Project Details
Artistic Practice during the Cultural Revolution (1966–1976): Actors, Media, Institutions
Applicant
Professorin Dr. Juliane Noth
Subject Area
Art History
Asian Studies
Asian Studies
Term
from 2019 to 2023
Project identifier
Deutsche Forschungsgemeinschaft (DFG) - Project number 417842358
The designation “art of the Cultural Revolution” is mostly used to denominate the visual material produced during the Red Guard movement (1966–1968) and the officially sanctioned art of the 1970s. This project aims at drawing a more differentiated picture of art produced in the decade between 1966 and 1976 by taking into account the works made by formerly renowned artists now evicted from their positions and by young artists working outside the framework of state-controlled system, since these are likewise products of the specific political conditions of the period. The onset of the Cultural Revolution in 1966 brought about the dissolution of the academic and artistic institutions of socialist China established in the 1950s: Teaching was suspended, associations disbanded, and publications discontinued, and would be only partly resumed in the early 1970s. Established artists who were victimized, rebellious students, as well as workers and peasants who received training as amateur artists had to come to terms with this constantly evolving situation, and they had to adapt their artistic practices accordingly. The project will explore how different actors responded to the structural conditions of the Cultural Revolution period and how these conditions shaped their artistic practices. While political directives and censorship formed a tight and highly uniform matrix for art production, artists developed aesthetic criteria that matched the political directives or ran counter to them.

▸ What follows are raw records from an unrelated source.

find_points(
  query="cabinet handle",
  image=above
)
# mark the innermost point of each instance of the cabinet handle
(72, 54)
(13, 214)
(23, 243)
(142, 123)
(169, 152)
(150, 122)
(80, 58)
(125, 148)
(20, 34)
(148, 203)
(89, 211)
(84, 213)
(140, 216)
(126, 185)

I will describe how they carved out spaces for artistic creation; how different artistic circles interconnected in mentoring relations, common projects, institutional connections, and political conflict; and how artistic practice was organized, channelled and distributed in schools, exhibitions, and publications. The ultimate aim of the project is to write a multi-layered and methodologically rich history of the arts of the Cultural Revolution that trace continuities and disruptions with artistic production and organisation in the years before and after those ten years and that encompasses the radical, the official, and the suppressed as partaking in the same social and political circumstances.